Палочка была у нее в руке. Она уже могла видеть Дырявый котел. Почему-то идея посещения тоскливой таверны казалась менее привлекательной, чем этот сумасшедший дом, к которому она нашла подход, дом с постоянно полыхающим пламенем в камине и книжными полками, с удобным диваном и маленьким зеленым одеялом, с любимым одной дьявольски красивой ведьмой креслом, с ведьмой, так яростно ворвавшейся в ее жизнь и разрушившей ее, превратившей во что-то необъяснимое.
— Прекрати, — тихо произнесла Гермиона. — Просто иди. Просто дай себе уйти. Брось.
Почему что-либо вообще должно волновать ее?
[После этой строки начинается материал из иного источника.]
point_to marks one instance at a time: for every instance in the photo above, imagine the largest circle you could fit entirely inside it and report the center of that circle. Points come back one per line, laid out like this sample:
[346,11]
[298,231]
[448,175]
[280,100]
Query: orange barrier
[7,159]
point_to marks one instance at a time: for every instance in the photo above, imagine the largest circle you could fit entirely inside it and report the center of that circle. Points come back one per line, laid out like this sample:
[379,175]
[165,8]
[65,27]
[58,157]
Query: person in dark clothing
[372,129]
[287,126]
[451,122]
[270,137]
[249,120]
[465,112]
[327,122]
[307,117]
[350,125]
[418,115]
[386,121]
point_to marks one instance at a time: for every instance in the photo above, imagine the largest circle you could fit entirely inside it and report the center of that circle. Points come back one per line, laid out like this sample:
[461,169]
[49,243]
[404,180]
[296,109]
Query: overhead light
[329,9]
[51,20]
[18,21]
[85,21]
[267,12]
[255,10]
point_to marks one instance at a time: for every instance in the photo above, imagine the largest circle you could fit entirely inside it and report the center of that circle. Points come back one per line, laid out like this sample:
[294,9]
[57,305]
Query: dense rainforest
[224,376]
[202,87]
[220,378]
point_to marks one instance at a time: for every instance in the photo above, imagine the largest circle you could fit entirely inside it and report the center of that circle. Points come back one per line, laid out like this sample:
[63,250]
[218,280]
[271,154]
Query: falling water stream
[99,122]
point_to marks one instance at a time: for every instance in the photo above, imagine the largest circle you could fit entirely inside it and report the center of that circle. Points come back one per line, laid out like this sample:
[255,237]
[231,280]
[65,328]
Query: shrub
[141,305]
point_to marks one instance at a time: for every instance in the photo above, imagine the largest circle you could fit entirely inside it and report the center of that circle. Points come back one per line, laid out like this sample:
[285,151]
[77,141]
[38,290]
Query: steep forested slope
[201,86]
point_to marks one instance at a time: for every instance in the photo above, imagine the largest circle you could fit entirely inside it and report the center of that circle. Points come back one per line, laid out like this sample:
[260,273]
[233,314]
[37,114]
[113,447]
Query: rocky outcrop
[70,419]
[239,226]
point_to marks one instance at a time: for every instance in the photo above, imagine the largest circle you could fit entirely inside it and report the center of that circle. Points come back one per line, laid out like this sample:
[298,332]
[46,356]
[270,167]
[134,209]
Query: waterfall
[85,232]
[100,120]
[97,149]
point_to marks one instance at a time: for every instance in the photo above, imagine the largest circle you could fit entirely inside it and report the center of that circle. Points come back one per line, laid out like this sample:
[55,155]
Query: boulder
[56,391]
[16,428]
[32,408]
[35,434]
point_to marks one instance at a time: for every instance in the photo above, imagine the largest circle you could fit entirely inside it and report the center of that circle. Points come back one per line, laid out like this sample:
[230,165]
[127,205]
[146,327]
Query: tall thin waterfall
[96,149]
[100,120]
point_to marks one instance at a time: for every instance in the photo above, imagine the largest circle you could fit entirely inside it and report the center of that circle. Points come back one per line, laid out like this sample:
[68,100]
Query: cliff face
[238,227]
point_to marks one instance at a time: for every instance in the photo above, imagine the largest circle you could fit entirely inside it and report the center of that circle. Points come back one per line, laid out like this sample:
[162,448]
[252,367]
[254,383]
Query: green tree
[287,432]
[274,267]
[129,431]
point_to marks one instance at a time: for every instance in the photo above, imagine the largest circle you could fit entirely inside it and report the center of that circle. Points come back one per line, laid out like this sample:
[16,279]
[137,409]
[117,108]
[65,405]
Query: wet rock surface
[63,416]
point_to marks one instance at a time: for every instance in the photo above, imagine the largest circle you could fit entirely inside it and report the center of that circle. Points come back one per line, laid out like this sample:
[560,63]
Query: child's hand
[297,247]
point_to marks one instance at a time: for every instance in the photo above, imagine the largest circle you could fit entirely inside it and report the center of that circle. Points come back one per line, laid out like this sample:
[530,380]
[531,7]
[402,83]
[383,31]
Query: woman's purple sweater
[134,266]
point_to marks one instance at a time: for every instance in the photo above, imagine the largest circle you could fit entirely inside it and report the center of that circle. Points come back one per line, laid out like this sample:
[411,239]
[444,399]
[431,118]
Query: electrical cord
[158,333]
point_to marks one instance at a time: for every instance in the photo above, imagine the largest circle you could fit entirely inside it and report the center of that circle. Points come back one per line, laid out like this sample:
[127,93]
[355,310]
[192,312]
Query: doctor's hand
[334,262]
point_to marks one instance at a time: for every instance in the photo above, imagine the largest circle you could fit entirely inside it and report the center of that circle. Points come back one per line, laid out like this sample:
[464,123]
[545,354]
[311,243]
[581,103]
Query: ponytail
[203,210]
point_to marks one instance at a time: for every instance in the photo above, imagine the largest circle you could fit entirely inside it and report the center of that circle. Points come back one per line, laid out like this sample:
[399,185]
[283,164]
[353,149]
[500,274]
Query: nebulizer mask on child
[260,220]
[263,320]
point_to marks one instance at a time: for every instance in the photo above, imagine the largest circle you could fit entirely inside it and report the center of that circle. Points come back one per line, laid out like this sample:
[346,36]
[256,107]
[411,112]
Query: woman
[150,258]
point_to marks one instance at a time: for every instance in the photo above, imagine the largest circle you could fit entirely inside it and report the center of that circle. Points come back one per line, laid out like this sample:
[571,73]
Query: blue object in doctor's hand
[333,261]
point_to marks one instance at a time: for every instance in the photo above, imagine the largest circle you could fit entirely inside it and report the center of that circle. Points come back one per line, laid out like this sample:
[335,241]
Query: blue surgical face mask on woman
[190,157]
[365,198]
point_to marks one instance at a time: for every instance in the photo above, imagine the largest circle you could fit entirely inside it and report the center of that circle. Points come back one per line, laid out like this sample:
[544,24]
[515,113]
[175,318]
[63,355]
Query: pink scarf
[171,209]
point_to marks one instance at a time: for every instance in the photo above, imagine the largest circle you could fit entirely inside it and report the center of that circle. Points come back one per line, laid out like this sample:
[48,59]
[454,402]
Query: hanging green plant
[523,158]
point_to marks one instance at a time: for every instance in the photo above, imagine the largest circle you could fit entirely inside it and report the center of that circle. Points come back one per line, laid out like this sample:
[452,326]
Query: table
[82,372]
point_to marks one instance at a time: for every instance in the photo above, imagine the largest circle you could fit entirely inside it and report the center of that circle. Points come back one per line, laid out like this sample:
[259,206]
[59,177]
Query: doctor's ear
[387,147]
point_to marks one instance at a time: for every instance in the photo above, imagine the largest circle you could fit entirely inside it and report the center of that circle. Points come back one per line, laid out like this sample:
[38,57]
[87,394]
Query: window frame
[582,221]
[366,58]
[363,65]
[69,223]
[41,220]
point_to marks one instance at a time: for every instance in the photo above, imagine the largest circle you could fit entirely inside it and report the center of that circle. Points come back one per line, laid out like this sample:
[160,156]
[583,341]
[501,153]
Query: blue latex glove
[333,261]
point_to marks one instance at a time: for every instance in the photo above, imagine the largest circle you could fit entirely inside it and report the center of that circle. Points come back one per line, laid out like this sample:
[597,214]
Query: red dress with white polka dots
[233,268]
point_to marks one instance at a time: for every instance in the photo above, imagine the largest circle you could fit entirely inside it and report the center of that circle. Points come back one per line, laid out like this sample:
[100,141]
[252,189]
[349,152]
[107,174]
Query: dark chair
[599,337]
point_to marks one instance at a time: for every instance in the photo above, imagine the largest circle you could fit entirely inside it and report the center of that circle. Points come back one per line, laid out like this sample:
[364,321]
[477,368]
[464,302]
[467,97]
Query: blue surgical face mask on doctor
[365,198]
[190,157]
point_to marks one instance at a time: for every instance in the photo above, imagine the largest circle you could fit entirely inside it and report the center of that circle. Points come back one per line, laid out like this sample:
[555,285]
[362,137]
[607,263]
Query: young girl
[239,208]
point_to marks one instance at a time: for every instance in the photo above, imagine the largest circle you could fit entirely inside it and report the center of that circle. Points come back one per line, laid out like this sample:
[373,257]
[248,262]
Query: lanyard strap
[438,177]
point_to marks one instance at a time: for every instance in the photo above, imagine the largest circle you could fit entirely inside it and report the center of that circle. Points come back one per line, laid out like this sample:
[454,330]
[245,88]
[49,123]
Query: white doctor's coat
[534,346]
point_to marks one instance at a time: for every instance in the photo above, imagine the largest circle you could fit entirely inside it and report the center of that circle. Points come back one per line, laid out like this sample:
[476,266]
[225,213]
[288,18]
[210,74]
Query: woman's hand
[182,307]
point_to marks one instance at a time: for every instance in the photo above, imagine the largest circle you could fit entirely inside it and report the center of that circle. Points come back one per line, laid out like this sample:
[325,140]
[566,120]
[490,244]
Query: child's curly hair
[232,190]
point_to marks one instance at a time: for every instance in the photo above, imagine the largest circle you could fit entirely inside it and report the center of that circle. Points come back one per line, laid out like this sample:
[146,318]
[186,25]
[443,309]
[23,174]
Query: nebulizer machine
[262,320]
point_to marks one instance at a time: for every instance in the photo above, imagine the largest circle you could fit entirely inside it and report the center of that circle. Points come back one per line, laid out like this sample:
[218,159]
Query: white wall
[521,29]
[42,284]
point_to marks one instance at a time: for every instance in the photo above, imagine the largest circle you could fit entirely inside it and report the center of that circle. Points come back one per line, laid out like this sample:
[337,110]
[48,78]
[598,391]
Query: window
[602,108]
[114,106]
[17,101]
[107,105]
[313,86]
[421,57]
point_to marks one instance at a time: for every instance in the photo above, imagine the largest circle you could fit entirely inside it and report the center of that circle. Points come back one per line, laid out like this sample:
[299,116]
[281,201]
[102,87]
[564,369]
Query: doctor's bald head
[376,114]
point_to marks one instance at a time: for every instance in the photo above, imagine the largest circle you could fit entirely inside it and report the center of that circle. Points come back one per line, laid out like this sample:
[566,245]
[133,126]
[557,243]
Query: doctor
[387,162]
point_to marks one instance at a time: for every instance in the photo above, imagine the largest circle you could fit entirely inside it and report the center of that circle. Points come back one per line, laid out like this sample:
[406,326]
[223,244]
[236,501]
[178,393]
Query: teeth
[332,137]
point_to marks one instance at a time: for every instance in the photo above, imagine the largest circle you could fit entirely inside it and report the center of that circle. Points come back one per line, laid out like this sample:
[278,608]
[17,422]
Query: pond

Беллатрикс была извращенным, злым человеком, совершившим неописуемые вещи. Она была сущей ненавистью, огнем и проклятьем. Здесь не было место пониманию и каким-либо попыткам оправдания. Возможно, ведьма не была безумной, но она страстно пыталась доказать обратное.
Это была не вся правда.
Беллатрикс была холодной и ужасной, но также была и умной, сильной, преданной и… Способной на заботу. Она не была бессердечной. Она любила сестер, делала все для них, и у нее были все шансы мира, чтобы убить Гермиону, но она этого не сделала. Она спасла ее, даже если и в отплату.
После того, как Беллатрикс разрушила ее жизнь, слишком странным выглядела простая оплата долга в виде града слез над телом гриффиндорки. Не было никакой нужды держать ее на руках и пачкаться в грязной крови.